Pour comprendre en détail cette évolution que fait opérer à la peinture l'oeuvre de Cimabue on regardera la stimulante conférence de présentation que Thomas Bohl, Conservateur en charge de la peinture italienne du XIIIème au XVème donne de l'exposition par ses soins montée (https://www.youtube.com/watch?v=eN1hAHPXIL8 )
J’ajouterai toutefois ici deux compléments. Le premier que je viens de découvrir sur le net souligne les différences entre Cimabue et Giotto et a le mérite d’insister sur la spécificité du traitement de la couleur et de la recherche finale de ses effets chez Cimabue. Le second reprend les grandes lignes du commentaire évoqué ci-dessus par Soulages qui insiste sur la nécessité de regarder le travail de Cimabue pour lui-même. Non comme une simple étape de l’histoire de la peinture.
« Chez Giotto une puissante abstraction architecturale domine la forme et l’espace. Les masses chromatiques sont définies, certes, par d’intenses graduations de lumière, mais elles sont immobilisées, pétrifiées dans un rythme architectural qui échappe à toute réalité. La couleur n’est pas une vibration environnementale chez lui : elle semble être une matière solide pour les volumes individuels. […]
Chez Cimabue, les masses ne sont pas enfermées dans une abstraction symbolique et immobile, mais semblent se révéler, émergeant de distances irréelles, dans une lumière diffuse. Cette plastique vigoureuse a ramené dans la couleur cette lumière que ses maîtres byzantins avaient irradiée de façon irréelle sur les surfaces. Il en a fait le facteur maximal de sa volonté sculpturale. Mais, toujours soucieux de cette splendeur byzantine, il l’a aussi dispersée partout, dans l’atmosphère où vivent ses formes. Elle vibre, réverbération lumineuse, sur le drapé du trône et ses broderies, sur les voiles de l’Enfant, sur l’ourlet de la robe de la Vierge. C’est un sens ambiant de la couleur et de la lumière, un mouvement plastique-lumineux continu, différent de la géométrie immobile de Giotto. »

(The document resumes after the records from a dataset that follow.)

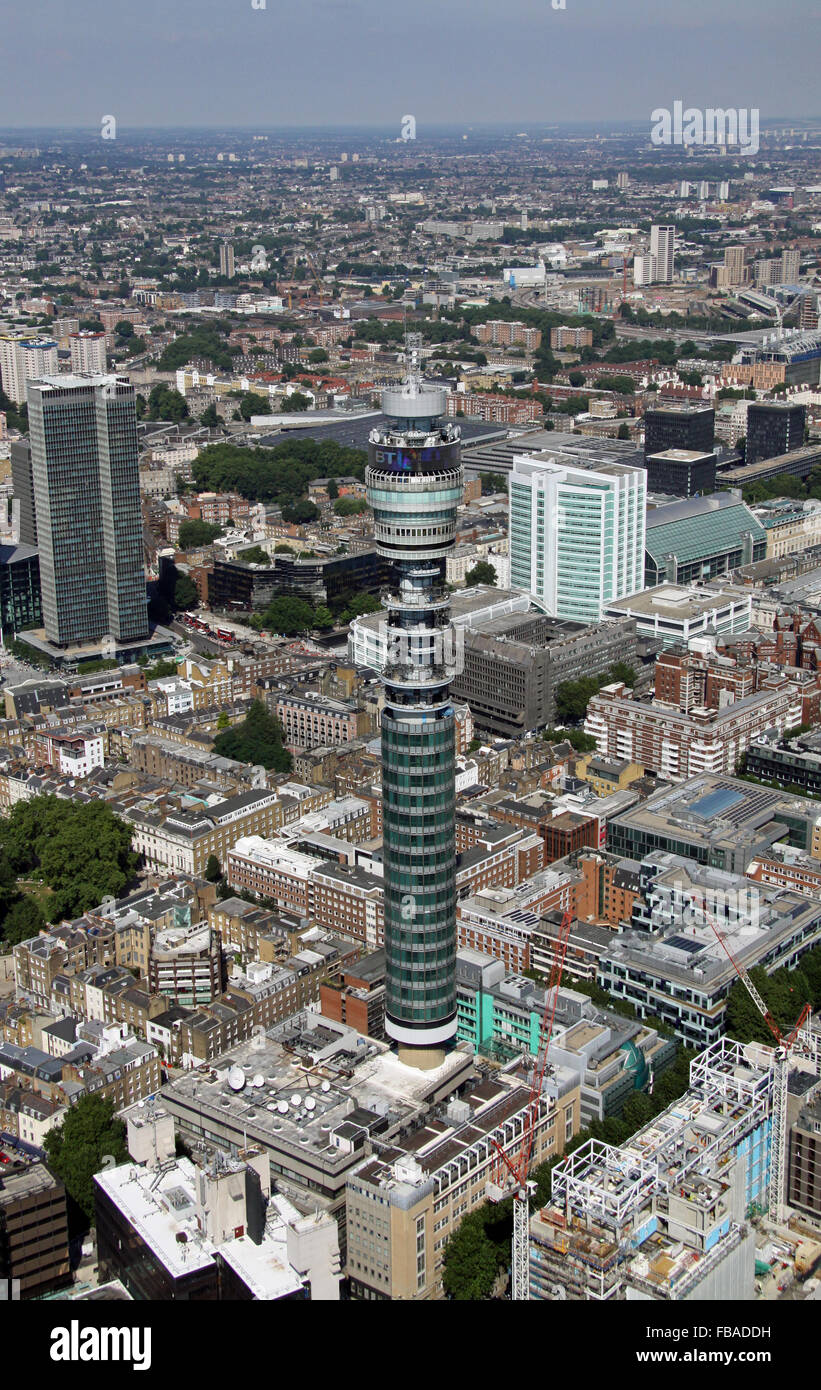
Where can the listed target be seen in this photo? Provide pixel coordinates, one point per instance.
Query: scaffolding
(606, 1201)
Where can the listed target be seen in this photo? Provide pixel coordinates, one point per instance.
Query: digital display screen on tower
(413, 460)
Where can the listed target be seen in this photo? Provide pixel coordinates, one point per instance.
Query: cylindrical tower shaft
(414, 487)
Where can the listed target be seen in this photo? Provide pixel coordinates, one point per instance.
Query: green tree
(359, 605)
(257, 740)
(300, 512)
(197, 533)
(167, 403)
(79, 1147)
(481, 573)
(297, 401)
(470, 1261)
(349, 506)
(253, 405)
(161, 669)
(79, 849)
(22, 920)
(288, 616)
(185, 592)
(254, 556)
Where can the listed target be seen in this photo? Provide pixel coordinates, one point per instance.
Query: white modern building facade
(25, 359)
(663, 249)
(577, 534)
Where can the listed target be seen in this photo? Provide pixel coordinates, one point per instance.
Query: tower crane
(516, 1179)
(799, 1039)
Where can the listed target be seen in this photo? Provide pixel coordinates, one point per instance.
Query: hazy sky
(371, 61)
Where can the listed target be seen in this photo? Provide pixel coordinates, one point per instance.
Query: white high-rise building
(88, 353)
(663, 249)
(577, 533)
(25, 359)
(227, 260)
(643, 270)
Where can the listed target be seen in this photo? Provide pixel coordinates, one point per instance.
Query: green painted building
(502, 1014)
(700, 538)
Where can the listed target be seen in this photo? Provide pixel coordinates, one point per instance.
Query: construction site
(677, 1212)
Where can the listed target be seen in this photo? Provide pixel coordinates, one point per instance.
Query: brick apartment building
(502, 332)
(563, 338)
(503, 410)
(316, 722)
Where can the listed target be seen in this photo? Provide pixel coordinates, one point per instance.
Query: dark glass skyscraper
(85, 483)
(414, 484)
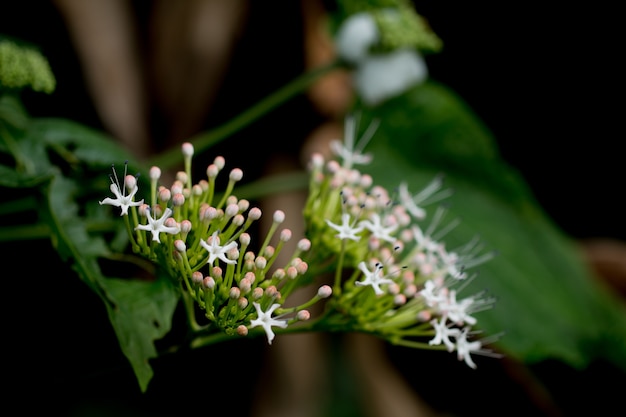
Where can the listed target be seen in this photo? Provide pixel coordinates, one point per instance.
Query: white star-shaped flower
(373, 278)
(265, 320)
(380, 231)
(464, 348)
(347, 150)
(216, 251)
(156, 227)
(443, 334)
(121, 200)
(346, 231)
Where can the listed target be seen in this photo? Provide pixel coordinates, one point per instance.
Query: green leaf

Luisa Becherucci, Il restauro della ’Madonna dei Servi’ a Bologna, in Bollettino d’Arte, XXXI, I (juillet 1937), pp. 14-16.

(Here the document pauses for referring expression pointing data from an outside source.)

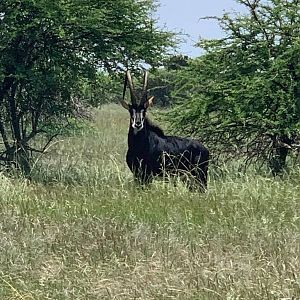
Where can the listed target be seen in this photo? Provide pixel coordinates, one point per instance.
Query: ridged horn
(145, 84)
(131, 88)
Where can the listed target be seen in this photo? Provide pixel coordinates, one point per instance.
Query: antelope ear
(149, 102)
(125, 104)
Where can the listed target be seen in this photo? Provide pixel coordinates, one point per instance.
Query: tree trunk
(18, 158)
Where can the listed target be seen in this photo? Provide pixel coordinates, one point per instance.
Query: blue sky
(184, 16)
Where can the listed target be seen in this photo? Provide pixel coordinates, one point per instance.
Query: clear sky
(184, 16)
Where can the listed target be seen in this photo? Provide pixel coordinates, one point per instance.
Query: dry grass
(83, 230)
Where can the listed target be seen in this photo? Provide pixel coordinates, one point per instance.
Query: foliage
(49, 50)
(90, 233)
(243, 96)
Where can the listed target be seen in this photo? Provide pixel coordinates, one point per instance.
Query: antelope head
(138, 107)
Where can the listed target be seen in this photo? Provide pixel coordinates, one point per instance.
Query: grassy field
(83, 230)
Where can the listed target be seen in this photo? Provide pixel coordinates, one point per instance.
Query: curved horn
(131, 87)
(145, 84)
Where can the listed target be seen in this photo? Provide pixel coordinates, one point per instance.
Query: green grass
(83, 230)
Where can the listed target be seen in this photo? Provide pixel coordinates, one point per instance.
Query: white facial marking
(137, 120)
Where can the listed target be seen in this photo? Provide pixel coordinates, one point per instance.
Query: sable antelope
(151, 152)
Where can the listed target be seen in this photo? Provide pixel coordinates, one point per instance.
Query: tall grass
(82, 229)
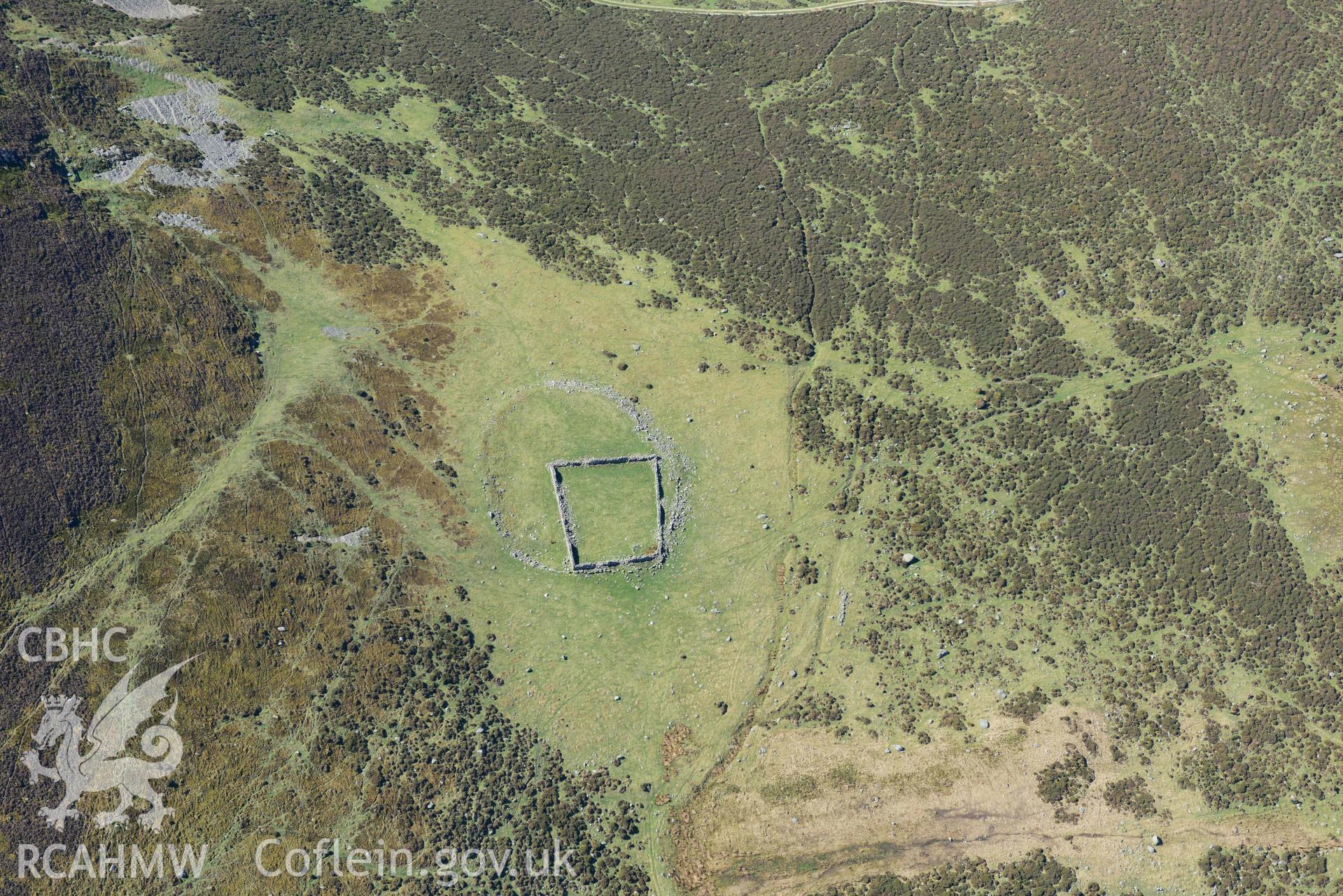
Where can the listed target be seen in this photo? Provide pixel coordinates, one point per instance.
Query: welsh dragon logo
(102, 766)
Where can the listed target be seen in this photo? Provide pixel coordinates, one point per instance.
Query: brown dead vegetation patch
(813, 811)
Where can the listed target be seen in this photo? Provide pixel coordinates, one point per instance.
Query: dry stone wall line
(571, 546)
(672, 504)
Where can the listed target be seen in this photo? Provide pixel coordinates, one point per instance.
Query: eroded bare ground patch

Commentaires de Pierre Soulages, à propos de la Maesta du Louvre, dans une émission de 2001 sur France-Culture :
J'ai choisi de parler de Cimabue, parce que quand j'en entends parler, c'est toujours en le relativisant par rapport à ce qui l’a précédé, c'est-à-dire l'art byzantin, et à ce qui lui a succédé, c'est-à-dire Giotto. On fait de lui une transition, un maillon d'une chaîne. Or, cela va à l'encontre de l'art pour moi. L'art n'est pas une chaîne. Il faut regarder l'artiste pour ce qu'il est.

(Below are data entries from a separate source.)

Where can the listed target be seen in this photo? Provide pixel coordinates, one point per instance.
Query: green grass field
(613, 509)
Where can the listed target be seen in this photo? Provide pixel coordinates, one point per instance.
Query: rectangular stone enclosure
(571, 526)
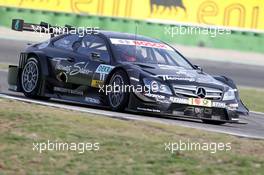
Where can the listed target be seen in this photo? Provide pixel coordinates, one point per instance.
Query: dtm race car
(121, 72)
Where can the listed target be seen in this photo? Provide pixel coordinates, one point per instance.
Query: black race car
(122, 72)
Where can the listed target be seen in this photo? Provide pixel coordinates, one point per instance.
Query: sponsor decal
(218, 105)
(165, 66)
(77, 68)
(160, 97)
(97, 83)
(174, 77)
(92, 100)
(68, 91)
(140, 43)
(200, 102)
(104, 69)
(179, 100)
(148, 110)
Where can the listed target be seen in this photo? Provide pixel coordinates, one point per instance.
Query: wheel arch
(115, 70)
(42, 58)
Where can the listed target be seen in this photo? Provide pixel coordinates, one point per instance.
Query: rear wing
(20, 25)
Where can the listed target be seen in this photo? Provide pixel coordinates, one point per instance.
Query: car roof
(111, 34)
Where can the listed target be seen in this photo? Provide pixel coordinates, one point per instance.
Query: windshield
(147, 52)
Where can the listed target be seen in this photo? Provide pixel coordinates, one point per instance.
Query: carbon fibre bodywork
(71, 75)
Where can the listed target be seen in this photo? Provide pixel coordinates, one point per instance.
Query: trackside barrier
(237, 40)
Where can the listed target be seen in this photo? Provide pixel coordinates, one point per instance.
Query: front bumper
(179, 107)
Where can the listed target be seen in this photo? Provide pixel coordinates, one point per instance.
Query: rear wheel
(118, 97)
(31, 79)
(213, 122)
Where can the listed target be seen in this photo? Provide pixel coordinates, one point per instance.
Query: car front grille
(190, 91)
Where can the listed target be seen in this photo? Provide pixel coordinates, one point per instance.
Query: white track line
(126, 116)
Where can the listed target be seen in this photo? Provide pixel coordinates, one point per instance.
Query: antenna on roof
(136, 32)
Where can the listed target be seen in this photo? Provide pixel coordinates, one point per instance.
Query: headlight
(229, 95)
(155, 86)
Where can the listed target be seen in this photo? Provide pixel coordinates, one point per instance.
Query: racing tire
(213, 122)
(31, 79)
(117, 99)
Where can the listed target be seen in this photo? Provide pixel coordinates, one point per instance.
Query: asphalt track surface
(251, 126)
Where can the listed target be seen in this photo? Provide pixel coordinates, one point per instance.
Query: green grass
(126, 147)
(253, 98)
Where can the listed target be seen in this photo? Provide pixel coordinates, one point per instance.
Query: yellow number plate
(200, 102)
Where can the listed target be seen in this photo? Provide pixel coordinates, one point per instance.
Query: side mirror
(76, 45)
(96, 56)
(196, 67)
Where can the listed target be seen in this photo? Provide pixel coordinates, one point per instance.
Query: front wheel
(31, 79)
(118, 97)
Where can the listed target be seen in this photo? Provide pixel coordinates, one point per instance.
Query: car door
(65, 61)
(94, 63)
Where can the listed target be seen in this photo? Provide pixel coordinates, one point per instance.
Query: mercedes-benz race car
(123, 72)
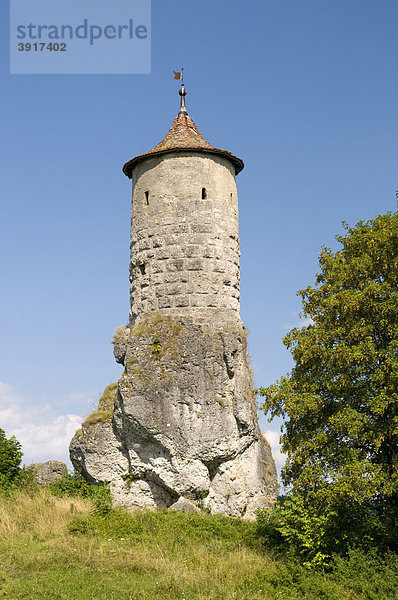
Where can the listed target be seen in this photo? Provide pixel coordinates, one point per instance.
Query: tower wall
(185, 238)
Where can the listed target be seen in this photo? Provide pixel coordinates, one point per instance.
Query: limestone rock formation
(48, 472)
(184, 423)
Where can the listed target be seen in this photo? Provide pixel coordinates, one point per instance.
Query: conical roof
(183, 136)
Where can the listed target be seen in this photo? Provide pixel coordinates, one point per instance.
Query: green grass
(56, 549)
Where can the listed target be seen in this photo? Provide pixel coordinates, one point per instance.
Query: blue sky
(304, 91)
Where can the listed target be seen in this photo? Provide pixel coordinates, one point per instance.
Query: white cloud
(44, 435)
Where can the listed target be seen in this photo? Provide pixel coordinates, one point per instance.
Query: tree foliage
(10, 459)
(340, 401)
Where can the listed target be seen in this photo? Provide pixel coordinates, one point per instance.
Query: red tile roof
(182, 137)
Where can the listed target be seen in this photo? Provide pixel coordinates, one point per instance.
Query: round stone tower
(184, 228)
(179, 430)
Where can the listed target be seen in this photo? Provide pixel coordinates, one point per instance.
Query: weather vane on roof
(183, 91)
(179, 75)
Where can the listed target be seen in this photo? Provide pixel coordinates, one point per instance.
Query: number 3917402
(42, 46)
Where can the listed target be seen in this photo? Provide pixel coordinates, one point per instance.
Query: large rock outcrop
(183, 425)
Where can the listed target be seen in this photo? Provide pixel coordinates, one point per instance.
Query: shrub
(10, 459)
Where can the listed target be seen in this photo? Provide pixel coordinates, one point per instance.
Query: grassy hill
(56, 548)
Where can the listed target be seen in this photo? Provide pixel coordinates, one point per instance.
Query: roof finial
(183, 91)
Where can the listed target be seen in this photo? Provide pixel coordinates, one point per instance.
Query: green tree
(340, 401)
(10, 459)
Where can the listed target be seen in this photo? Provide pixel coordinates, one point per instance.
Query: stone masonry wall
(185, 238)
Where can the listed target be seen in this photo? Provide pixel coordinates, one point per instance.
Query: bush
(10, 459)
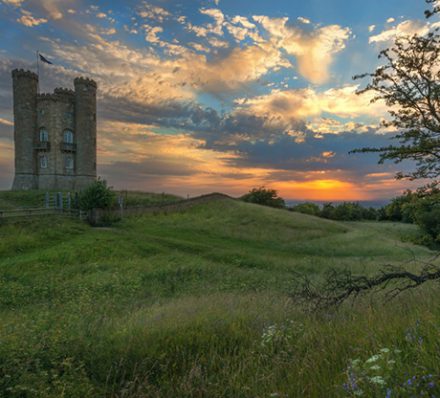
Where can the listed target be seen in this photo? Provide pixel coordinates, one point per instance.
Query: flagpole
(38, 73)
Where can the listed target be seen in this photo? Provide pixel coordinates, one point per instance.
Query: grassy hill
(196, 304)
(11, 200)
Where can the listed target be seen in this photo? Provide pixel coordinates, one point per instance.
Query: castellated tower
(55, 134)
(24, 85)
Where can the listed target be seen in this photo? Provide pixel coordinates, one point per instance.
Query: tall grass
(196, 304)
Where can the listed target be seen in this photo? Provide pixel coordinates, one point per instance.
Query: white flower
(377, 380)
(374, 358)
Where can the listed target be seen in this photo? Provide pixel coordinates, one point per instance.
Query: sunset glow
(219, 95)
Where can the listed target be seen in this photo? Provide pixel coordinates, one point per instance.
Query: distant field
(196, 304)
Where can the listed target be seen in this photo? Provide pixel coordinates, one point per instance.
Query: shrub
(96, 196)
(311, 209)
(427, 215)
(265, 197)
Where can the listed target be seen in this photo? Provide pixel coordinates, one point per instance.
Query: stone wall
(56, 112)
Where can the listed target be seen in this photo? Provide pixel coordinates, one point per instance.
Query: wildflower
(374, 358)
(378, 380)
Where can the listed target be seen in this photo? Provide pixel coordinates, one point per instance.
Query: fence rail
(36, 212)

J'aime la présence de ce tableau. Quand on arrive dans cette salle du Louvre, on voit Angelico, on voit Giotto. Mais la plus forte présence à mes yeux, c'est celle de ce Cimabue, pourtant je ne crois pas beaucoup aux anges, ni à cette vision du paradis. Alors qu'est-ce qu'il se passe ? C'est le pouvoir des qualités physionomiques des formes, des couleurs, et leur organisation qui agit sur ma sensibilité. Ce tableau est un chef-d'oeuvre qui me touche, sans penser et sans passer par l'importance d'une vierge dans sa majesté.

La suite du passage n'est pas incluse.